重いのが難点だが、今のクリュスや月輝夜なら問題がないレベルだ。
「ちょっと待ってください…スルトのためだけにこれを作ったんですか!?」
「はい。ある意味、一番怖い召喚獣でしたからね」
「は、反則ですよ! それは!」
「シルフィ姫様が選んだのが悪いんですよ。それに武器と防具の制限はなしと説明したじゃないですか」
シルフィ姫様が悔しそうな顔をする。これは完全に俺の読み勝ちだ。最も外れたら外れたでボス戦のスルトで使う事になるから無駄にはならない注文となっている。
「スルト! 気合いです! 気合いで壊してください!」
それで壊せるならとっくにスルトは壊しているだろう。封殺が決まった以上、切り札は使えない。それでもシルフィ姫様の声に答えて、大声を上げるスルトは偉いね。でも、もう終わりだ。
「クリュス」
「えぇ。凄く強くて楽しかったわよ。お礼に私の海で眠らせてあげるわ。女神域!」
封殺で炎を封じられたスルトはもうクリュスの海を防ぐ術を持っていない。原初の海に海沈で沈んでいくスルトはクリュスに言う。
「見事だ…原初の海の女神よ。俺の負けだ」
スルトはそう言うと笑顔で海に沈んでいった。喋れたんだね。ここでレベルアップのインフォが来た。経験値入るんだね。しかも今のクリュスで四も上がった。一対一とはいえスルトのレベルの高さが伺える。
チロルたちと進化素材を譲ってくれたみんなに感謝だな。クリュスじゃ無かったら、相当やばかったかもしれない。ここでみんなが戦闘の感想を言う。
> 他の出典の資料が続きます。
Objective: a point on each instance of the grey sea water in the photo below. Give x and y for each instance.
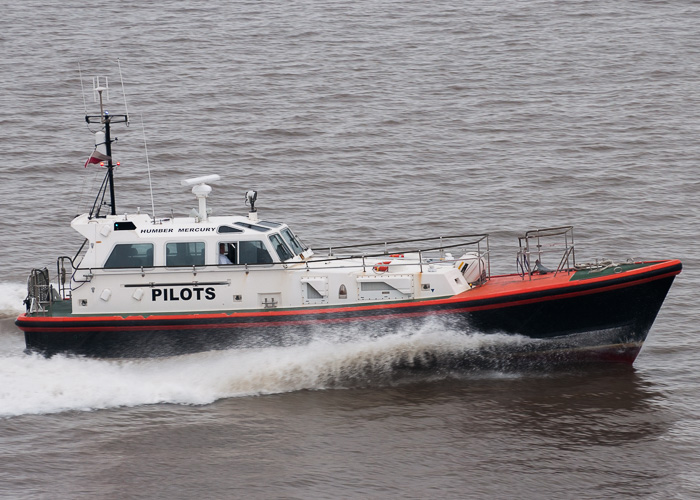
(358, 121)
「スルトを出す事を読み、勝つための準備を整えていたタクトの読み勝ちだな」
「原初鎖でシルフィお姉様とスルトの油断を誘ったのがえげつないですね…しかも大技を出すタイミングでの使用。あれでは流石のスルトでも防げようがないですよ」
サラ姫様とアンリ姫様の言う通りでスルトが相手として確定した時点で俺が考えていたのはどうやってルーンレーヴァチェーンを決めることが出来るかに注視していた。事前に原初鎖を囮に使う案をクリュスに伝えており、クリュスは必死さを演出し、スルトの大振り攻撃を誘ってみせた。
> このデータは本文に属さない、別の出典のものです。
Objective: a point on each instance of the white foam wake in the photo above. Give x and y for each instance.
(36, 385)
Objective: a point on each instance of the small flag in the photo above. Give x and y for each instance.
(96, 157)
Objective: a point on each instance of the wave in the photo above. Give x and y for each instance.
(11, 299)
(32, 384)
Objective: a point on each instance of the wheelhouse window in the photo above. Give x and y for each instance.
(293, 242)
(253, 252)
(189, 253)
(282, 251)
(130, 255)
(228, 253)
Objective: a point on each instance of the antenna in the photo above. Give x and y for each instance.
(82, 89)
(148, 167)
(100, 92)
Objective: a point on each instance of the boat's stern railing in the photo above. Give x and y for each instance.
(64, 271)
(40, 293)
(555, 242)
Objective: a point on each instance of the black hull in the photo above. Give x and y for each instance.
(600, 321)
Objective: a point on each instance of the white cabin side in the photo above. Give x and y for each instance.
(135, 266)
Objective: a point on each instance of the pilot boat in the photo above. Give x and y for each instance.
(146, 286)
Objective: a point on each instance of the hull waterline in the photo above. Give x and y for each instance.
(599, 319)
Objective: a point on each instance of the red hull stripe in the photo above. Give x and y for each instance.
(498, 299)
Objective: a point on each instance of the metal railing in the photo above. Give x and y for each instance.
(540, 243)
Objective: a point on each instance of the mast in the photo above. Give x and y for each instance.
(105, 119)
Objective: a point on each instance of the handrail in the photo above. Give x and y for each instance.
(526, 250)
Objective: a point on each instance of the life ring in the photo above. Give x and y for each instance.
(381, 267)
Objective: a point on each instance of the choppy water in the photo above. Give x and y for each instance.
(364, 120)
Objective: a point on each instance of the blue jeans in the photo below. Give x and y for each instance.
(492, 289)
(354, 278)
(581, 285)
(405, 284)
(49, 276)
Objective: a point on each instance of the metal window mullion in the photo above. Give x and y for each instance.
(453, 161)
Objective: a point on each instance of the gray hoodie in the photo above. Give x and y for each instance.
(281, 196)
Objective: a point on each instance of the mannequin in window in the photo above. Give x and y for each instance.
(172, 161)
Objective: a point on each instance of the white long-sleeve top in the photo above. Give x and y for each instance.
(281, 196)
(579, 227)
「彼の召喚獣に目が行きがちだけど、彼らの戦闘を常に支えて来たのは彼の作戦とそれを信じて答える召喚獣との絆と彼らが装備している武器や防具であることを改めて認識させられた戦いだったね」
「そうねぇ。スルトは初期装備だけだったし、ちょっと可哀想だったわね」
ここでシルフィ姫様がアウラさんの一言に噛み付く。
「そう思うなら執務よりも冒険に行かせてくれたら、良かったじゃないですか! しかもやっとスルトに進化させることが出来たと思ったら、倒れちゃったんですよ? 私にどうしろって言うんですか!」
あぁ…スルトに進化させて間もない感じで ドォルジナス事件が起きたのか。それはもうどうしようもないな。シルフィ姫様の様子にグラン国王様たちも苦笑いするのだった。とにかくこれでまず一勝して、一つの難関は突破した。
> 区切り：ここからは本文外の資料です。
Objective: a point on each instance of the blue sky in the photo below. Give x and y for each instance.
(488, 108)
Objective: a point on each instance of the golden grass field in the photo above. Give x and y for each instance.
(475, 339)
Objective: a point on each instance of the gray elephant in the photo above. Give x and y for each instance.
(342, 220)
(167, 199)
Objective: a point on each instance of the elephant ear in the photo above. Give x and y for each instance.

ここで最初の空間に戻り、俺はクリュスにお礼を言って、召喚石に戻すとシルフィ姫様が次の召喚獣を召喚する。
「次はこうは行きませんからね! 出番ですよ! 夜叉!」
現れたのは長髪の銀髪に鬼の面を付けた男だった。服は陰陽師っぽい服に甲冑を装備している。武器は腰に剣、背には弓矢や槍が見えている。
「あ、化けていた奴だ」
「っ!?」
「ここで召喚獣の動揺を誘うのは卑怯ですよ! タクト様!」
怒られた。でもギクッとした時点で犯人は確定だ。さて、それじゃあ予定通り俺も楽しみな戦闘を見させてもらうとしよう。
「俺が選ぶのは…来い! 千影!」
千影と夜叉が相対する。さて、どちらの武が優れているのか見せて貰おう。